To determine the effects of Capn4 expression on the EMT pathway, the protein levels of EMT markers were detected by WB in the A375 and M14 cells. The expression of E-cadherin was increased in the shRNA-infected cells compared with that of the controls (Fig. 7A and B) (P<0.01). The expression of β-catenin-N, N-cadherin and vimentin was decreased in the shRNA-infected cells compared with the controls (Fig. 7A and B) (P<0.05). No changes were observed in the expression of β-catenin-T (total β-catenin, included in the nucleus and in the cytoplasm) in the shRNA-infected cells compared with the controls (Fig. 7A and B). These results suggest that Capn4 plays an important role in the EMT pathway in human melanoma cells.

Discussion

Previous studies have reported that Capn4 is overexpressed in tumor tissues, including ICC (21), ccRCC (22) and NPC (23). Our study confirmed that Capn4 expression was increased in both melanoma tissues and cells in vitro. Lower levels of Capn4 expression were detected in the shRNA-infected cells when compared with the controls and the viability of the shRNA-infected cells was lower when compared with the control cells by MTT assay. The TUNEL assay, DAPI staining and cleaved-caspase-3 level assay proved that apoptosis was enhanced in the shRNA-infected cells compared with the controls. In other words, Capn4 enhanced the activity, inhibited apoptosis and promoted proliferation in human melanoma cells. In vivo, the tumor cells grew more slowly in nude mice injected with the shRNA-infected cells than in those injected with the control cells. In vitro, the Transwell assays demonstrated that the shRNA-infected cells displayed a statistically significant lower rate of migration and invasion than did the controls. Our study demonstrated that Capn4 promotes the migration and invasion of human melanoma cells in vitro and tumor growth in vivo.

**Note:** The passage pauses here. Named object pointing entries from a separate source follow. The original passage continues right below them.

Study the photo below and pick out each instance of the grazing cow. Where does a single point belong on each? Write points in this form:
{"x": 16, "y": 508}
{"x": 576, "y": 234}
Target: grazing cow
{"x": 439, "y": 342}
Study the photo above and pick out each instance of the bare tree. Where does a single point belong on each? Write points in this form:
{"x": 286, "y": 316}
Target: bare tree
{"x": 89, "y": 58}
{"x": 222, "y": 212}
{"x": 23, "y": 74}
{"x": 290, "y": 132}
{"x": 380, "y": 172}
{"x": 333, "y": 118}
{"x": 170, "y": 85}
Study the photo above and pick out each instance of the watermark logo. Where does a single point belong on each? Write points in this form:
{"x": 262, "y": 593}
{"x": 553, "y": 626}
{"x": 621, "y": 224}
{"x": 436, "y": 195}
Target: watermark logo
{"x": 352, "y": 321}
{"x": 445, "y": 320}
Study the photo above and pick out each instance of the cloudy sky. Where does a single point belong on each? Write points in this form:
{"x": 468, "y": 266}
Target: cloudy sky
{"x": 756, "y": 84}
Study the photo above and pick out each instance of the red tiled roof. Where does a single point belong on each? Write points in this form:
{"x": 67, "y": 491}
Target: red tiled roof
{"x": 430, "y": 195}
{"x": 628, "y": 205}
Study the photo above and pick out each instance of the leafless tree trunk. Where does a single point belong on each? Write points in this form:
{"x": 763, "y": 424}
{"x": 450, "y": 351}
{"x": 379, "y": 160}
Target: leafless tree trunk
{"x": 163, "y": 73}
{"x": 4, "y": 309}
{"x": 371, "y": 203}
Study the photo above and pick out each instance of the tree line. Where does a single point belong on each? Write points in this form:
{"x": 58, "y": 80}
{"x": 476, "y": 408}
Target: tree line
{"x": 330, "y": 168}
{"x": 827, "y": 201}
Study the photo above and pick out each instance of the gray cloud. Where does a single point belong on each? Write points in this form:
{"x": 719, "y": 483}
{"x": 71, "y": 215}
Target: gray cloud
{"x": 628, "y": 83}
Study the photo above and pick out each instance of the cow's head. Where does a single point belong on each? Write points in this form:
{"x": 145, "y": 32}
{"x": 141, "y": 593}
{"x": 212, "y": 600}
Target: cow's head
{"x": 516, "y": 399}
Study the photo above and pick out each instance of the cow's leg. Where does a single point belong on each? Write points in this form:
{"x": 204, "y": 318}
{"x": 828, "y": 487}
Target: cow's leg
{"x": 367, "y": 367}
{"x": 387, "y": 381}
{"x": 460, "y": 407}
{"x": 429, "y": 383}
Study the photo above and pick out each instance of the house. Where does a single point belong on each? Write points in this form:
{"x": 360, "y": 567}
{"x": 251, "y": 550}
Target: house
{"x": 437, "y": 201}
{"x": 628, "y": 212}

The migration and invasion of tumor cells are regulated by several pathways, such as the Wnt/β-catenin, NF-κB/p65 and EMT pathways. β-catenin influences many cellular processes, including cell adhesion, growth and differentiation (28). High levels of β-catenin have been reported in tumor cells (29). β-catenin is also ubiquitously referred to as an ‘oncogenic’ pathway that promotes tumor progression (30) and is reported to play an important role in melanoma tumorigenesis (26). In addition, the NF-κB pathway exhibits tumor-promoting functions in different models of carcinogenesis. The NF-κB pathway is constitutively and highly activated in melanoma cells (31). Inhibiting the NF-κB/p65 signaling pathway also promotes melanoma cell death (32). The EMT hyperactivated pathways regulate the expression of genes targeting the initiation of the metastatic cascade. Upregulation of E-cadherin and dowregulation of N-cadherin and vimentin expression leads to reduced migration and invasion of bladder carcinoma cells (9). Evidence has accumulated that these pathways cross-talk and regulate each other's activities and functions. β-catenin interacts with NF-κB subunits in colon cancer cells (33) and also regulates the activation of NF-κB (34). NF-κB/p65 promotes lung cancer proliferation through Wnt/β-catenin signaling (35). For instance, the NF-κB pathway directly regulates EMT through the transcription of EMT-associated gene products (3). Inactivity of β-catenin signaling in lung adenocarcinoma cells suppressed tumor cell growth and EMT in vitro and in vivo (36). Downregulation of Capn4 suppressed the migration and invasion of glioma cells and reduced the level of vimentin and N-cadherin (20). It has also been reported that upregulation of Capn4 promotes migration of hepatoma cells via the NF-κB/p65 pathway (37). In our experiments, the protein levels of EMT markers were detected by WB assay. The levels of β-catenin-N, N-cadherin and vimentin were decreased, and the level of E-cadherin was increased in Capn4-knockdown cells. There was no change in the level of total β-catenin expression in the shRNA-infected cells compared with that of the controls. Evidence has accumulated in support of the theory that Wnt/β-catenin signaling promotes EMT in cancer cells (3840). Therefore, we concluded that Capn4 contributes to the EMT pathway through the promotion of β-catenin nuclear entry but not through the increase of total β-catenin expression.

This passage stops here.